The military ceremony for Marine Pfc. Bruce Carter took place Wednesday with Marines from the Washington Marine Barracks, The Old Guard Caisson Platoon; and “The President’s Own” Marine Band.

The Old Guard Caisson Platoon during the burial of Medal of Honor recipient Bruce Carter at Arlington National Cemetery on Wednesday.
(Elizabeth Fraser U.S. Army/Arlington National Cemetery)

At the end of the ceremony, the American flag that covered the casket was presented to Carter's mother, Georgie Carter-Krell.

She long believed her son should be buried at Arlington, the nation's most hallowed grounds, with the country's other war heroes.

She worked with the Marine Corps and Rep. Mario Diaz-Balart, R-Florida, to make it happen, reported.

Georgie Carter-Krell, seated at right, is presented with American flag at her son Pfc. Bruce Carter’s burial at Arlington National Cemetery
(Elizabeth Fraser U.S. Army/Arlington National Cemetery)

Carter was killed after throwing himself on an enemy grenade to save the lives of other Marines and had been laid to rest at Vista Memorial Gardens in Miami Lakes, Florida.

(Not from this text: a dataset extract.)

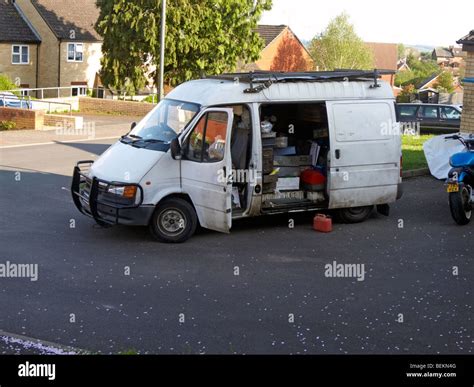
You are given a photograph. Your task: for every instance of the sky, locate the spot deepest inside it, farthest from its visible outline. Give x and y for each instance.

His remains were flown to Washington Oct. 30.

“He deserved to be in Arlington,” Carter-Krell told Fox 7 Miami at Miami International Airport. “He should have been there years ago, but we finally accomplished that.”

Medal of Honor recipient Marine Pfc. Bruce Carter was buried at Arlington National Cemetery on Wednesday.
(Elizabeth Fraser U.S. Army/Arlington National Cemetery)

Carter was a radio operator with H Company, 2nd Battalion, 3rd Marine Division, when North Vietnamese Army soldiers ambushed his unit in Quang Tri province on Aug. 7, 1969.

“Fully aware of the probable consequences of his action but determined to protect the men following him, he unhesitatingly threw himself over the grenade, absorbing the full effects of its detonation with his body,” says the medal citation.

“Carter's indomitable courage, inspiring initiative, and selfless devotion to duty upheld the highest traditions of the Marine Corps and the U.S. Naval Service. He gallantly gave his life in the service of his country.”


The burial at Arlington comes 49 years after Carter-Krell was presented with her son’s Medal of Honor at a White House ceremony presided over by then-Vice President Spiro Agnew.